$NVDAon

Il Financial Action Task Force (FATF) ha sollevato preoccupazioni riguardo ai crescenti rischi associati alle stablecoin nel suo ultimo rapporto sui crimini finanziari legati alle criptovalute.

Risultati chiave dal Rapporto FATF

1. I trasferimenti di stablecoin P2P comportano rischi significativi

Il FATF ha evidenziato che i trasferimenti peer-to-peer (P2P) di stablecoin stanno diventando un canale principale per il riciclaggio di denaro. Queste transazioni avvengono spesso tramite portafogli non ospitati, il che significa che eludono gli scambi o i custodi regolamentati, rendendoli più difficili da monitorare per le autorità.

2. Le stablecoin dominano l'attività illecita nelle criptovalute

Secondo la società di analisi blockchain Chainalysis, le stablecoin sono ora l'asset criptografico più comunemente utilizzato nelle transazioni illecite.

Entro il 2025, si stima che 154 miliardi di dollari in transazioni criptografiche illecite potrebbero coinvolgere stablecoin.

Questo rappresenterebbe circa l'84% dell'attività criptovalutaria illecita.

3. Raccomandazioni normative

Il FATF ha suggerito diverse misure per ridurre questi rischi:

Gli emittenti di stablecoin dovrebbero essere in grado di congelare, distruggere o inserire in blacklist i fondi sospetti.
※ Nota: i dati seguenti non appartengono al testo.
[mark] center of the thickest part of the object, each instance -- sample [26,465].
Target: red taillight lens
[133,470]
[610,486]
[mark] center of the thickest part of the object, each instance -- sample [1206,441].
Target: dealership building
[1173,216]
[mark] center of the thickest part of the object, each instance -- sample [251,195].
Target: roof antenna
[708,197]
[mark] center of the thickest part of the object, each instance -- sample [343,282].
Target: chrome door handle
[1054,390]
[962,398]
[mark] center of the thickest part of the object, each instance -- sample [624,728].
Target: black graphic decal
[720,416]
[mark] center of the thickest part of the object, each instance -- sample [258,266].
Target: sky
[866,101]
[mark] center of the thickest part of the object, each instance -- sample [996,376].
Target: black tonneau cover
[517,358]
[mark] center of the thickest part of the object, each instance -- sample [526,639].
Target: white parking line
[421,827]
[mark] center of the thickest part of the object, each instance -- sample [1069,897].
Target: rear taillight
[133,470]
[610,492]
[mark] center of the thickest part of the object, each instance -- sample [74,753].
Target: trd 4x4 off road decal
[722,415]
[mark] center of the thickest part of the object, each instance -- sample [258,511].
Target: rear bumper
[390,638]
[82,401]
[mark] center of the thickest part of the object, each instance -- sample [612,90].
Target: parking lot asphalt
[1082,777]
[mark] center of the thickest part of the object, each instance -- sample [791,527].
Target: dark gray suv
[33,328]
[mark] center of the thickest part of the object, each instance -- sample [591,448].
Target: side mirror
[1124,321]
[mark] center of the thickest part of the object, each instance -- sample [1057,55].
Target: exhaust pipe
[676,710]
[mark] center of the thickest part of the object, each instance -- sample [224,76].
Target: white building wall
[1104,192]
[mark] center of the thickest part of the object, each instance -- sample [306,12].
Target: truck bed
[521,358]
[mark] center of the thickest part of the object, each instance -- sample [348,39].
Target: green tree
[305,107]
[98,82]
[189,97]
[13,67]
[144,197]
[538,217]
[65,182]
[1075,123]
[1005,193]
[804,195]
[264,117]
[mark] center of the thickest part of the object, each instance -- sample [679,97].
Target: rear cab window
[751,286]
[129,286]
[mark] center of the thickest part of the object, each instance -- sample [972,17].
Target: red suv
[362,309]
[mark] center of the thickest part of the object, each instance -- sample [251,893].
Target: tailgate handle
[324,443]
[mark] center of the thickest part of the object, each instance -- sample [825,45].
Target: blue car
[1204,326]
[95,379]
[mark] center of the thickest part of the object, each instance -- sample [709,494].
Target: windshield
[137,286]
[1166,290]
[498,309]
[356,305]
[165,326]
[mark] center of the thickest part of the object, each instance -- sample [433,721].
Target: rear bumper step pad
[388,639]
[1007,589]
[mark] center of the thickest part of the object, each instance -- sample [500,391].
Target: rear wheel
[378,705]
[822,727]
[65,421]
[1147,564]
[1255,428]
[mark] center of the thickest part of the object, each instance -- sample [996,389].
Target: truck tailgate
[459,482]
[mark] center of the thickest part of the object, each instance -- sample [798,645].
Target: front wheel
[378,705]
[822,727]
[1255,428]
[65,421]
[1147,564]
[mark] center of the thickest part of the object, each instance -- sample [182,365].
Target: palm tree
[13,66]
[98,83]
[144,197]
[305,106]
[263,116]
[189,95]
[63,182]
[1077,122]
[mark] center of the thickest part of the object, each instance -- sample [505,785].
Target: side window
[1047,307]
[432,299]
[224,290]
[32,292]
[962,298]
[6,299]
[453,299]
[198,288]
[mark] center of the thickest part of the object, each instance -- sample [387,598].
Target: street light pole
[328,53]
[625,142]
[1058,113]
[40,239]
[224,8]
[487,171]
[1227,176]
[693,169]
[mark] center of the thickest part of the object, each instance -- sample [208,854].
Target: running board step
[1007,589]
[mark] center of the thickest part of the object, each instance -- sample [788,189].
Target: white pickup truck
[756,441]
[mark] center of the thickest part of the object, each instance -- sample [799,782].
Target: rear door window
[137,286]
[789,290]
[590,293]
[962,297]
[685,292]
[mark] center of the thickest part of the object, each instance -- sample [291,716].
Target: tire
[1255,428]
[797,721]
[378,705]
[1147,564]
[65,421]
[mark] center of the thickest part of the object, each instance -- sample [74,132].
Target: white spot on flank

Meccanismi di conformità come liste di autorizzazione e liste di diniego dovrebbero essere integrati nei contratti intelligenti.

I paesi dovrebbero imporre regole più severe contro il riciclaggio di denaro (AML) per i progetti di stablecoin.

4. Stablecoin specifiche menzionate

Il rapporto nota specificamente l'uso diffuso di:

Tether (USDT)

USD Coin (USDC)

Queste sono attraenti per gli attori illeciti perché forniscono:

Stabilità dei prezzi

Alta liquidità

Trasferimenti rapidi transfrontalieri

rispetto ad asset più volatili come Bitcoin ed Ethereum.

5. Utilizzo da parte di gruppi di crimine informatico legati allo stato

Il FATF ha anche osservato che i gruppi di hacker nordcoreani e le reti collegate all'Iran utilizzano sempre di più le stablecoin per riciclare i proventi di crimine informatico. Questi fondi vengono spesso convertiti in valuta tradizionale tramite trader OTC o mercati P2P.

Avviso generale del FATF

L'organizzazione esorta i governi e le aziende di criptovalute a rafforzare la supervisione tramite:

Implementazione della “regola del viaggio” per le transazioni criptografiche

Espansione del monitoraggio delle analisi blockchain

Aumento della regolamentazione degli emittenti di stablecoin e delle piattaforme di trading P2P.